Still, it’s a far cry from May, when Biden had signaled an end to mask-wearing among those vaccinated, and all but declared victory over Covid on the Fourth of July. And the question now confronting the White House is whether they can ever go back, or whether too much of the country—not just the red states but the blue cities too—is too ready to live life as if the pandemic had passed.
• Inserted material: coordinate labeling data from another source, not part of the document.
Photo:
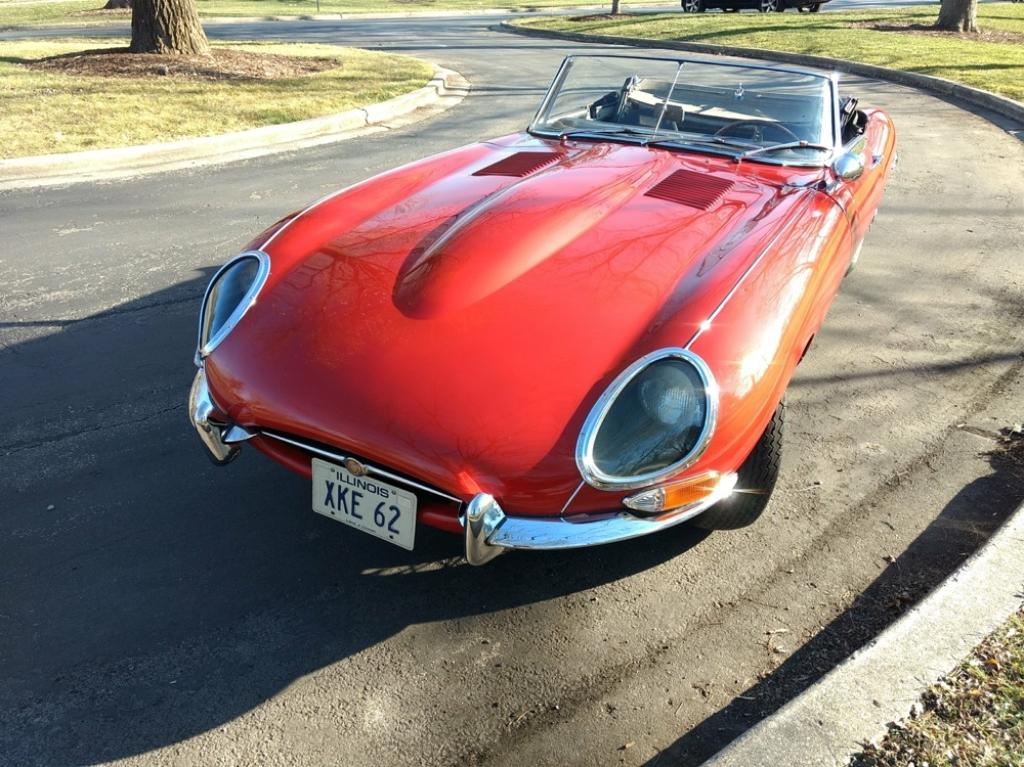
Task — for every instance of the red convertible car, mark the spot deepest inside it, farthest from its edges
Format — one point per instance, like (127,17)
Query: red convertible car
(565,337)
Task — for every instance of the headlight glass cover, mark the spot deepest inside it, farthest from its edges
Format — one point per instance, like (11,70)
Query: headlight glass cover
(653,420)
(231,292)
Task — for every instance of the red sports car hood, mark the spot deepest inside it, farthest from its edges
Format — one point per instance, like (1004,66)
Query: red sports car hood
(457,318)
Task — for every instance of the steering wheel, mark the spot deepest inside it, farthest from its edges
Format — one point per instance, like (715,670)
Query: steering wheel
(757,124)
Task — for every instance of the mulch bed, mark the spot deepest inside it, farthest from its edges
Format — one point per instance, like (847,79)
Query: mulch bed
(220,65)
(984,36)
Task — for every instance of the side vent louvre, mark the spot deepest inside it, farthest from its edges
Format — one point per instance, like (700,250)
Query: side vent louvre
(520,164)
(689,187)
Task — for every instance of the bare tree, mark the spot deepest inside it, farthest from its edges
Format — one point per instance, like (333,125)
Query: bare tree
(958,15)
(167,27)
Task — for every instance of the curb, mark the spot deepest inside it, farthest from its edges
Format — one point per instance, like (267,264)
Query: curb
(880,683)
(353,16)
(443,90)
(1007,108)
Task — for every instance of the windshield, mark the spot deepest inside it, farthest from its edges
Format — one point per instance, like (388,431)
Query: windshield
(768,115)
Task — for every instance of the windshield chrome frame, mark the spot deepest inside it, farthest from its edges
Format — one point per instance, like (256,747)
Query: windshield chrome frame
(830,111)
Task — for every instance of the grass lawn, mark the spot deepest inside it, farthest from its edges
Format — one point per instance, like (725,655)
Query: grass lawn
(993,61)
(23,12)
(50,112)
(974,717)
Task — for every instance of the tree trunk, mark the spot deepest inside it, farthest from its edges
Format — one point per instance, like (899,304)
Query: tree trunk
(957,15)
(167,27)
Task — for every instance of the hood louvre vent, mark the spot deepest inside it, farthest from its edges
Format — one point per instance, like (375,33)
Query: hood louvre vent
(689,187)
(519,164)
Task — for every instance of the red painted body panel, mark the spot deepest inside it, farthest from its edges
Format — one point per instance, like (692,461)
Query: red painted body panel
(458,328)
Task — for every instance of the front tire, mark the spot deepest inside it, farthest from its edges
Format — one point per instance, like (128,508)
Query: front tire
(755,482)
In Chicago, Taliaferro said if he knew then what he knows now about Covid — the rapid spread of the Delta variant, the possibility of breakthrough infections and the ability for those who are vaccinated to still spread the disease – the City Council would have taken a different approach.

“There were a lot of factors that were not prevalent at the time,” the alderman continued. “We saw us transitioning almost out of a pandemic.”

At a news conference last week, when asked if Lollapalooza had the potential to be a superspreader event, Chicago’s health commissioner, Dr. Allison Arwady said she thought the city was being more responsible than other large gatherings across the country.

“I’m certainly hopeful that we won’t see a significant problem,” Arwady said.

Not everyone holds that view.

Dr. Tina Tan, an infectious disease expert from Northwestern’s Feinberg School of Medicine, in a statement on Lollapalooza, said, “It’s a recipe for disaster.”